Investigation Overview
An investigation on behalf of investors, who currently hold shares of SCANA Corporation (NYSE:SCG), was announced concerning whether the takeover of SCANA Corporation by Dominion Energy, Inc for a value of approximately $55.35 per share is unfair to NYSE:SCG stockholders.
The investigation by a law firm concerns whether certain officers and directors of SCANA Corporation breached their fiduciary duties owed to NYSE:SCG investors in connection with the proposed acquisition.
On January 3, 2018, Dominion Energy, Inc. (NYSE: D) and SCANA Corporation (NYSE: SCG) announced an agreement for the companies to combine in a stock-for-stock merger in which SCANA shareholders would receive 0.6690 shares of Dominion Energy common stock for each share of SCANA common stock, the equivalent of $55.35 per share, or about $7.9 billion based on Dominion Energys volume-weighted average stock price of the last 30 trading days ended Jan. 2, 2018. Including assumption of debt, the value of the transaction is approximately $14.6 billion.
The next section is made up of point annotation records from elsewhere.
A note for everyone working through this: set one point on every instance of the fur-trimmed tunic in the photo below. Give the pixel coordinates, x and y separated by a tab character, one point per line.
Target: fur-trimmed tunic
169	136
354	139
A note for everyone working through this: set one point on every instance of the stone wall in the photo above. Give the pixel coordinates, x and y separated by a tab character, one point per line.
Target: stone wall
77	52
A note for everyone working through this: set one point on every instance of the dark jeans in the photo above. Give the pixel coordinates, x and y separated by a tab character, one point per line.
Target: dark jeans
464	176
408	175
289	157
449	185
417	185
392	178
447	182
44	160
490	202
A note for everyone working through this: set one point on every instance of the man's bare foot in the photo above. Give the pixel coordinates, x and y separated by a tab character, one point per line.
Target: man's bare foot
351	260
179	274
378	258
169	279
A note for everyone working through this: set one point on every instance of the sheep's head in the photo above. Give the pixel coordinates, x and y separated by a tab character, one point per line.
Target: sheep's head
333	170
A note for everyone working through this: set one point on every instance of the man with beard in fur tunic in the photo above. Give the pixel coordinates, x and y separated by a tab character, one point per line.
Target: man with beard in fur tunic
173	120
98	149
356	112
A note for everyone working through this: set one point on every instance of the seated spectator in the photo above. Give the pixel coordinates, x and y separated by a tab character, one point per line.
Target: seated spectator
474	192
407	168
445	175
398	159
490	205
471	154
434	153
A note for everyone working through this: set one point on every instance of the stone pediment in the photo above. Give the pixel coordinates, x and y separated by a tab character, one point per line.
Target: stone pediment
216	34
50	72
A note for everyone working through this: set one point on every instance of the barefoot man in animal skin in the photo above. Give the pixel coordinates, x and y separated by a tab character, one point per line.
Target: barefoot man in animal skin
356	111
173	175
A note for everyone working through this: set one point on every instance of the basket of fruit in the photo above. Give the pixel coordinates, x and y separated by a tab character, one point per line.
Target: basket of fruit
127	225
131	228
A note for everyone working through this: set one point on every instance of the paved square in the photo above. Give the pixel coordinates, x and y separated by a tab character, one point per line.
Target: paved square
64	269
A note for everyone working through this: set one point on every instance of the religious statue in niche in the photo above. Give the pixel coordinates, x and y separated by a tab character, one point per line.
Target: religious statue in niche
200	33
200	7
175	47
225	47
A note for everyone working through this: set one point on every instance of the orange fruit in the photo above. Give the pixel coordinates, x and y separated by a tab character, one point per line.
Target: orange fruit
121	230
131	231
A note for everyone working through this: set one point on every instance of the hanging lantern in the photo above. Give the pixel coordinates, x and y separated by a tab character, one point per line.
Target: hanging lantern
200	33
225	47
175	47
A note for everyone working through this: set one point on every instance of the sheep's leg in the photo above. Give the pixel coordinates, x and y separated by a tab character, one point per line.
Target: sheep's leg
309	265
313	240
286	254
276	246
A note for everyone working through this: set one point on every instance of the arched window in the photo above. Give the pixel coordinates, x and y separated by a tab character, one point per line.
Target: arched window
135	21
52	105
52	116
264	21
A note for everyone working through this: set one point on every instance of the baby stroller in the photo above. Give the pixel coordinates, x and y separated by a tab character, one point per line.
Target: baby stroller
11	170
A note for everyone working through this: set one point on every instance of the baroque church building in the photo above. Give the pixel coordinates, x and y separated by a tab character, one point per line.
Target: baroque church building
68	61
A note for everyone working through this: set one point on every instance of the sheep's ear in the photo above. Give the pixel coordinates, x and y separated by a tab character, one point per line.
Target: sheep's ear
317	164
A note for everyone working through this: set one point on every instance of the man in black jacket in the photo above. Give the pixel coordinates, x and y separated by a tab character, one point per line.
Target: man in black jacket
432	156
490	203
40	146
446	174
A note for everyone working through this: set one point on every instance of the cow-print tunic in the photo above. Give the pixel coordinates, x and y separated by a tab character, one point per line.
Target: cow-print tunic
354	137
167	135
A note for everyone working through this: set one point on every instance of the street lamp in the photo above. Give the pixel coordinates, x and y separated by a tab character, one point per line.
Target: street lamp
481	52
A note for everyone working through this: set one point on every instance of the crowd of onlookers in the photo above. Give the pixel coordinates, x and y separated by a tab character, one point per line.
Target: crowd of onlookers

However, given that shares of SCANA Corporation (NYSE:SCG) traded as recently as June 2017 as high as $71.22 per share, the investigation concerns whether the offer is unfair to NYSE:SCG stockholders. More specifically, the investigation concerns whether the SCANA Board of Directors undertook an adequate sales process, adequately shopped the company before entering into the transaction, maximized shareholder value by negotiating the best price, and acted in the shareholders' best interests in connection with the proposed sale.